Do people become angels when they die?

Answered by Eugene P. Vedder, Jr.

The brief answer is an emphatic, “No!” To help us to answer these questions let’s look at a story the Lord Jesus told that is recorded in Luke 16:19-31. Other Scripture passages confirm what we learn from this story, and add more details.

A rich man who lived in luxury every day and a poor beggar name Lazarus, full of sores, ultimately died. Indeed, Romans 3:23 tells us that all have sinned and fall short of the glory of God, and Romans 6:23 says that the wages of sin is death.

When Lazarus died, he “was carried by the angels to Abraham’s bosom” (NKJV), a term the Jews used to indicate heaven. The Bible refers to Abraham as “the friend of God” several times. Notice, the beggar did not become an angel; rather, he was carried by the angels.

Hebrews 1:14 says that angels are “ministering spirits sent forth to minister for those who will inherit salvation.” An angel is a created being, but a spirit being. When God sends an angel on an errand to people, the angel normally appears in a bodily form, looking like a person. The Bible often describes an angel that appears to someone as looking like a man or a young man, sometimes in white garments. Never do we read of an angel resembling a woman or looking like a child. The Lord Jesus tells us in Matthew 22:30 and Mark 12:25 that the angels of God in heaven do not marry, so these mighty created spirit beings do not multiply. Although they are ancient beings, for angels were present and rejoicing when God laid the foundations of the earth (Job 38:4-7), we never find a reference to age in connection with God’s angels.

The Bible refers to angels in heaven, but nowhere does it indicate that a believer should look forward to fellowship with these exalted beings, great in power. The Christian’s portion is “to depart and be with Christ, which is far better” (Phil. 1:23), and “thus we shall always be with the Lord” (1 Th. 4:17). We shall be there in worshiping adoration, falling down before the throne, singing of the worthiness of the Lord Jesus as Creator and Redeemer, and as the One worthy to loose judgment upon the earth.

Nowhere do we find saints in the presence of the Lord looking back on the earth, occupied with the persons and circumstances that were part of their former life on earth. From reading Scripture carefully I would believe that we will be aware of things that are happening as the Lord visits judgment upon this guilty world. But then we will see things from His point of view, for our old, fleshly nature will no longer be a part of us. Until the rapture, only our soul and spirit are in that wonderful condition of bliss with the Lord, for our bodies are in the grave or elsewhere. At the rapture, our body will be changed to be like the Lord’s present body of glory, and it will again be united to our soul and spirit. Our portion as redeemed saints is higher far than that of angels, and our interest and joy will be to gaze on the lovely face of our Savior and Lord Jesus Christ with hearts bowed in adoration.

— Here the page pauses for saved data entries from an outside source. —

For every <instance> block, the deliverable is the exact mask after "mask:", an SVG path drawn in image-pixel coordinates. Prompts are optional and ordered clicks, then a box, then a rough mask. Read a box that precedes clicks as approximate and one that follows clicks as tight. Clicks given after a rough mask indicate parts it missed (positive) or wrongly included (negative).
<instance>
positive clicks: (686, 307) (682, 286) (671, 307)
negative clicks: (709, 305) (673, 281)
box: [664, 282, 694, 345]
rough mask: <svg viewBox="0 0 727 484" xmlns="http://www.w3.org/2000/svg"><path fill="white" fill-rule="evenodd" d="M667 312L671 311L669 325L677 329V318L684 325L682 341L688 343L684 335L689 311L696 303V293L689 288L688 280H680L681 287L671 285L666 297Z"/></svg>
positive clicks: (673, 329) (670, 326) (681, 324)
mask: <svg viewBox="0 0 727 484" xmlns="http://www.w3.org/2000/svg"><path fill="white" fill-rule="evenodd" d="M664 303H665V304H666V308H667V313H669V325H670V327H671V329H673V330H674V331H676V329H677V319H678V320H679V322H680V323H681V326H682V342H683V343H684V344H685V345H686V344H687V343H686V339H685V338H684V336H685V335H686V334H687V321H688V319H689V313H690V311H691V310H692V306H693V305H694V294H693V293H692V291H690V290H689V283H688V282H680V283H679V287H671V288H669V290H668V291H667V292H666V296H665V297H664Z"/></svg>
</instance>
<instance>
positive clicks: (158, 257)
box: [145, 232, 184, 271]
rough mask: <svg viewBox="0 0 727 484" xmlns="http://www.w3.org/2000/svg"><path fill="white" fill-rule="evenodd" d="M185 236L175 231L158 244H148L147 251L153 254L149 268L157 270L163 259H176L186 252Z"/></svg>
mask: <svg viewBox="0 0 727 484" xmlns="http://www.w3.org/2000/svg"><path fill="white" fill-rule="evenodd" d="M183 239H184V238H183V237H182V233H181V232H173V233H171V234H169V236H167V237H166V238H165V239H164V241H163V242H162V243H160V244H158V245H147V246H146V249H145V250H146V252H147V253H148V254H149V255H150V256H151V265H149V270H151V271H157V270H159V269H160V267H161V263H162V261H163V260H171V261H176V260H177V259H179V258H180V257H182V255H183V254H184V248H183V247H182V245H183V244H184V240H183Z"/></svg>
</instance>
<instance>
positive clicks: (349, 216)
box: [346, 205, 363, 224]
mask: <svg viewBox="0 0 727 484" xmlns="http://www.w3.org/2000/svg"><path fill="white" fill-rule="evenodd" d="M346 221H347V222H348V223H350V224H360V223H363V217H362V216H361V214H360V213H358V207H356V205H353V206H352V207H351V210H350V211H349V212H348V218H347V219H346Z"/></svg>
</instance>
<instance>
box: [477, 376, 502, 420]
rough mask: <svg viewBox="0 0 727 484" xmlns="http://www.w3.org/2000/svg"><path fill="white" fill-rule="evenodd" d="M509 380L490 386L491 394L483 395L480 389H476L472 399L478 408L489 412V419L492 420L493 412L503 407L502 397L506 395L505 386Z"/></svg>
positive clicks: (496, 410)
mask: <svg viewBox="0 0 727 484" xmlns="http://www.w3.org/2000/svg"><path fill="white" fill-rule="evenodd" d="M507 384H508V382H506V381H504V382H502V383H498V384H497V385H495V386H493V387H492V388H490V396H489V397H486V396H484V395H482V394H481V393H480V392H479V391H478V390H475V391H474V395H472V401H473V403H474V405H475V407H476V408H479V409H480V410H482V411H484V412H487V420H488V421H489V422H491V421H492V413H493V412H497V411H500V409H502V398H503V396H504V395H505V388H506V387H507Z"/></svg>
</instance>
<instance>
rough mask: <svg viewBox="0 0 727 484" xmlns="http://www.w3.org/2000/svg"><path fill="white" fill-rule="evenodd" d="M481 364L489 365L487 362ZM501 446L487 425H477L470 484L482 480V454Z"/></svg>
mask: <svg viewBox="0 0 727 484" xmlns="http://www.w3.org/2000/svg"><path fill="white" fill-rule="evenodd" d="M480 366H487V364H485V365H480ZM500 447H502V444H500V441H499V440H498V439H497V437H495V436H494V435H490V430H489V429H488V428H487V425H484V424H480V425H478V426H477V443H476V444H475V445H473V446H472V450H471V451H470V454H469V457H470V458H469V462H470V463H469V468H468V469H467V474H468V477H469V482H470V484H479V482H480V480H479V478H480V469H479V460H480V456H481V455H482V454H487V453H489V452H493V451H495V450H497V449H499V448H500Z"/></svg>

The rich man, we read, “also died and was buried.” He may have had many servants during his lifetime, but there were no angels to serve him after his death. He was “in torments in Hades, longing for a drop of water.” He thought of his five brothers and wanted them warned so they would not come to this place of torment. Hades, the place of torment for the soul and spirit of the unsaved dead, is not a place a person can enjoy together with his friends and loved ones. Our Lord described the destination of the unsaved dead as a place of outer darkness where there is weeping, wailing and gnashing of teeth – there is no fellowship in such horrible suffering!

The person suffering in hades will already be in extraordinary torment in the flame. He will be able to remember what he had in his life on earth and will doubtless remember every opportunity he had to be saved, which he neglected or rejected. Also, he will be made conscious of that great gulf that will forever keep him where he is – lost and eternally separated from God. He will have no chance to change his condition or to go back and warn others against coming to that dreadful place he is in. And hell, the lake that burns with fire and brimstone, will be full torment for body, soul and spirit forever and ever. No one becomes an angel there or tenderly watches his loved ones back on earth to see what they are doing. He has absolutely no ability to help anyone then.

It is here on earth that God invites us to receive the salvation His Son, the Lord Jesus Christ, has wrought for us on the cross at Calvary. Then one day soon we will be with Him forever. On the other hand, to reject or neglect to receive the salvation God so freely offers us will result in the eternally fatal consequences of hell forever. Choose now, for God says, “Behold, now is the accepted time; behold, now is the day of salvation”! (2 Cor. 6:2).